The failure of a number of small and medium-sized businesses in Wenzhou marks the beginning of a much larger wave of corporate bankruptcies across the rest of China, economists warn.

'Recent events represent a series of liquidity problems facing SMEs in China,' said Yao Wei, Societe Generale's chief Asia-Pacific economist. 'It is definitely not the end.'

Since January local media had reported 19 medium-sized corporate bankruptcies in Wenzhou, said a report by Barclays Capital.

They accounted for only a small fraction of the 3,993 companies in the southeastern seaboard city known for its entrepreneurial spirit, but the market was concerned the failures could mark the beginning of a credit crisis among SMEs, the report said.

SMEs are increasingly borrowing money from non-bank sources at interest rates ranging from 20 per cent to 180 per cent because of credit tightening by banks.
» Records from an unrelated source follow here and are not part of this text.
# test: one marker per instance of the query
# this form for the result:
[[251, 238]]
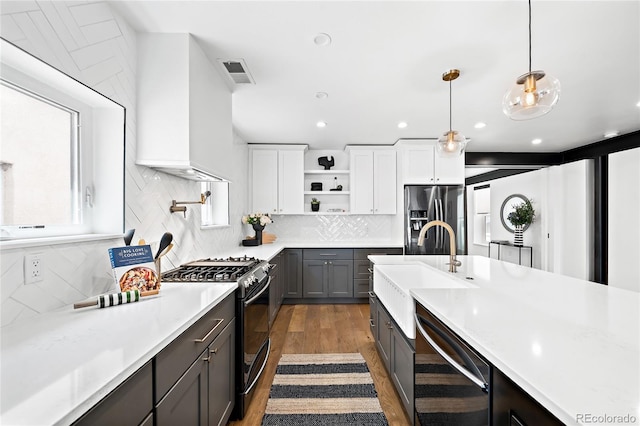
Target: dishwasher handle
[[477, 378]]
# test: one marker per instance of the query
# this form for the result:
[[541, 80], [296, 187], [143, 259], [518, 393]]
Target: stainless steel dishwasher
[[451, 380]]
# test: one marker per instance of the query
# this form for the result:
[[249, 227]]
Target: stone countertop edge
[[55, 375], [524, 320], [269, 251]]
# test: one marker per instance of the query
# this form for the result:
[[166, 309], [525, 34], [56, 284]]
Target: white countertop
[[573, 345], [58, 365]]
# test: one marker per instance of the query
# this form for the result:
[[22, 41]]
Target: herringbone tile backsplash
[[94, 45]]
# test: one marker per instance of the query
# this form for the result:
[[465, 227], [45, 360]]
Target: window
[[61, 153], [215, 210], [39, 148]]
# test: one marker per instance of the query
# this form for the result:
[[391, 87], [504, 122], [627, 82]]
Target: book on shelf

May Yan, the analyst who wrote the report, said the corporate failures in Wenzhou would inevitably be contagious and spread to other parts of the mainland.

'I am not surprised to see that SMEs are going bust,' Yao said. 'The fact that they are willing to borrow money at such high interest rates reflects that they are either desperate for cash or that they are involved in speculation, because no real business can generate that high a return to cover the repayment.'

Yao said Inner Mongolia, with its active underground lending and overheated property market fuelled by a mining boom, could be the next area to see SMEs fold.
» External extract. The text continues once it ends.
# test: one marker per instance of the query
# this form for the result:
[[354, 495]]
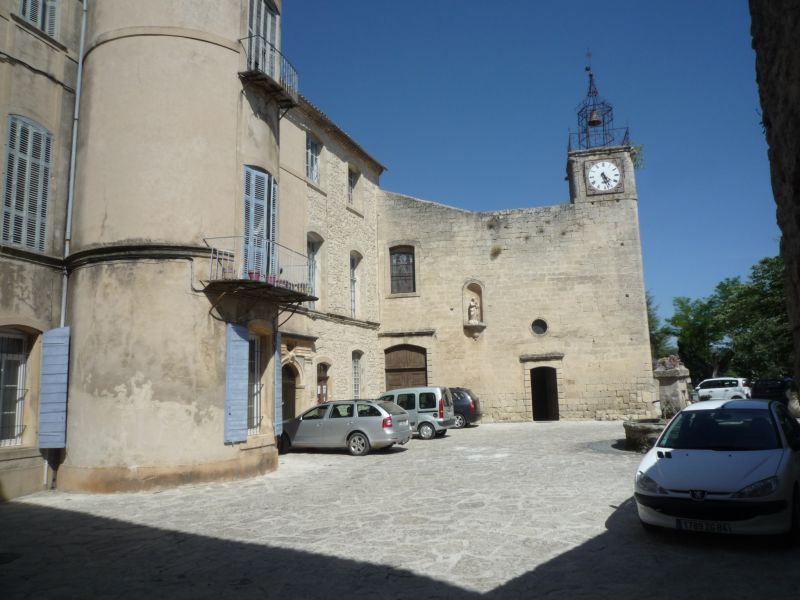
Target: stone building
[[191, 251]]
Guangdong and the Pearl River Delta, with their high concentrations of SMEs, export-focused firms and non-bank lending activities, might face similar problems, said Joy Yang, chief economist for Greater China with Mirae Asset Securities.

Yang said the central government would help cushion the liquidity crisis among SMEs by making credit more affordable and accessible.
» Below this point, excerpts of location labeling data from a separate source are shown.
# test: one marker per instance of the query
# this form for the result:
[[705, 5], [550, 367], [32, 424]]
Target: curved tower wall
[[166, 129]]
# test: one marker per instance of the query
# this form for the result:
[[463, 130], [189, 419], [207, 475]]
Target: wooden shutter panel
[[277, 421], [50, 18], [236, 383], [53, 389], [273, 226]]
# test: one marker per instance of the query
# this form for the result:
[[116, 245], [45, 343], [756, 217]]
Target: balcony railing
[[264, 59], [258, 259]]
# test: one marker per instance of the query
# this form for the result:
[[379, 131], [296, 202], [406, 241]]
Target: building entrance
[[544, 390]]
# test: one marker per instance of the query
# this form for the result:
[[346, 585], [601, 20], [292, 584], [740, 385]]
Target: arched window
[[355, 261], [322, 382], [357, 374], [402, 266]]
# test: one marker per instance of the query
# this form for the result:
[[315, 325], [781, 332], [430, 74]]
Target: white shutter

Last week the Wenzhou government imposed a cap on the interest rates charged on loans by non-bank lenders to try to rein in the rampant underground-loan market.

Yang said firms in the mining and property sectors might not get much help because the government wants to encourage consolidation in these sectors. It also hopes to control inflation caused by rising property and commodity prices. But this would worsen the plight of SMEs that used properties as collateral when borrowing from non-bank lenders.

A mainland lawyer, who asked not to be named, said: 'As property and commodity prices are likely to drop due to the global economic slowdown, it could lead to a reduction in collateral values, and the possible bankruptcy of SMEs.'

Yao from Societe Generale expects the SME liquidity crisis, combined with the general economic slowdown at home and abroad, to bring GDP growth in 2012 down to 8.3 per cent. This compares with 10.4 per cent last year, and 9.5 per cent in the second quarter of this year.